A few years ago, I was in my second year of college. At the time, I had a decent income with the army reserves and could easily list off volunteering organizations I was associated with to my potential employers. I had no idea what I wanted to be then, but I was sure by the time I turned twenty-five I'd have the kind of super-job that allowed me to exercise my fantastic talents like a young Tony Stark.
I won't go into my job. If you're reading this, I'm sure you might be in the same boat as me, but just because we're all bobbing along on a raft instead of an ocean-liner, that doesn't mean we can't be the Captains of our own destiny... (too cheesy?) Anyway, before you decide to jump ship completely, let me try to convince you that your listless line of work actually has some strengths.
1. You can see opportunity that others can't
I remember going on a date with a girl who told me about the people she worked with. I listened to her describe he insecure colleges, how the competitive nature led to bruised egos, and how everyone else was older than her. Funny enough, she wasn't talking about a job, she was talking about a group project in her the law school that her parents funded. She was currently achieving grades in the high-nineties...even though she really "wasn't trying". I decided not to inform her that my job consisted of punching labels on pieces of paper for eight hours, while working alongside other grumpy people whose job consisted of punching labels for eight hours a day.
Hard as it is to believe, there are people who equate a job with the kind of paycheck that buys an Oak-wood château in Whistler with hitting a brick wall day after day. With no real need of opportunity, some of these people can be completely blind to the opportunities around them. If your job truly is the pits you really have no other choice but to look up. It's altogether possible that you see possibilities that those a bit higher don't.
2. You don't have to take your work home with you.
If you've chewed on my last paragraph, you're probably wondering what good seeing an opportunity is. Fair enough. But first, have you considered how much free time you actually have to pursue your goals? If you're working at a café, for example, your work day ends the minute you stop getting paid. The manager, however, might have to worry about the profits, a recent customer complaint, a city bylaw on smoking ordnances, etc. In short, your manager is using her precious off-work hours to do unpaid labour. Unless you're life's pursuit is griping about your job on Facebook, you are a free agent, my friend. So use this time to plan your escape plan; look up other sources of income, take some night courses. Hell, even download some free podcasts on any subject you want, and get more informed about the world. Take this time to figure out where you want to go in life, and waste less time thinking about the job.

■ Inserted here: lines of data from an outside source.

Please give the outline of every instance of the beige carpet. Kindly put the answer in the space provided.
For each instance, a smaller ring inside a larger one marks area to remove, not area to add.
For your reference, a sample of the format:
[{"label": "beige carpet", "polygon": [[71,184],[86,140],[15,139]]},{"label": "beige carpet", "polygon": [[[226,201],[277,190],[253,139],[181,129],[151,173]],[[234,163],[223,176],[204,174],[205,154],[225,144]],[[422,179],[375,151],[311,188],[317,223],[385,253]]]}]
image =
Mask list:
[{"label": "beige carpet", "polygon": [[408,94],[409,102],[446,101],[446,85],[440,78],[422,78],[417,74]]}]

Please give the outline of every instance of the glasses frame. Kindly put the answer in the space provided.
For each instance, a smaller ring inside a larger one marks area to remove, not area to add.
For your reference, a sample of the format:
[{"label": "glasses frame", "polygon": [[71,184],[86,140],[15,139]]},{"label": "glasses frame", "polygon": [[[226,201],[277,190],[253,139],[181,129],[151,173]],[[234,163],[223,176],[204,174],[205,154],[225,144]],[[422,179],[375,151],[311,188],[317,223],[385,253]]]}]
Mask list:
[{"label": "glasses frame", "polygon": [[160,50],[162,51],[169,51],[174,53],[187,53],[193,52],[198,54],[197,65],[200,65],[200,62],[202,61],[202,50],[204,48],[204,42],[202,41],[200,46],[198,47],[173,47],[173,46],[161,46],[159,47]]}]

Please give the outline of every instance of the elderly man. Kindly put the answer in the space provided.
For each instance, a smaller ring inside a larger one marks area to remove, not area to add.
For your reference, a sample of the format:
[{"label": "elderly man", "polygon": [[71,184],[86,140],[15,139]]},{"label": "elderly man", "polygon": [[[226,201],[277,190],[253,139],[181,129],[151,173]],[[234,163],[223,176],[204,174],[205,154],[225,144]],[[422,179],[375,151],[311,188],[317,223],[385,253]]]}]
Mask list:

3. It's a challenge to be positive, and that's a good thing.
Every time I have dinner with my father, I have to think of an answer when he asks me if anything interesting happened at work. Sure, I could tell him that the label-stamper machine broke down, or that a fellow label-stamper who works across from me, a veteran of thirty years, is looking over my shoulder and constantly correcting me...but instead, I tell my dad that I listened to a podcast about the Astor Place riot in 1849...or that I learned how to jerry-rig the label-printer with toothpicks and duct tape so it could run for another hour before a technician arrived. The fact is, I must find new tactics and strategies to pit myself against the powers of the mundane. Unless you happen to be in the royalty, most people who make the big bucks are also engrossed in their jobs. You, however, have the freedom to joke around with your colleges, to daydream when you get into the groove of things and to detach yourself completely from work the moment you leave it. You might be stuck in a rut for a while, but at least your valiant efforts to fight the forces of redundancy and boredom make you an interesting person.
4. Once you succeed, you're a much cooler person to be with.
There's a calculated effort among politicians and media personalities to showcase whatever blue-collar roots they might have. Why? Because people who work at the bottom of the barrel have real problems. This makes us real people. Right now, we're all just trying to cover the rent (or get out of our parent's house). We're all trying to make ends meet so that we can go wherever we choose. We're trying to become self-reliant people with some extra cash in our back pocket. This situation we are in is a pretty good starting point for where we want our lives to head...considering the "starting point" for other people is a concern about financing the swimming pool in their second house. We don't have to carry some insecurity complex about being rich, nor are we quick to ignore or find fault in the opportunities that finally come. And even though some people might be above you in some ways, play your cards right and you'll find that you might be the kind of person people look up to.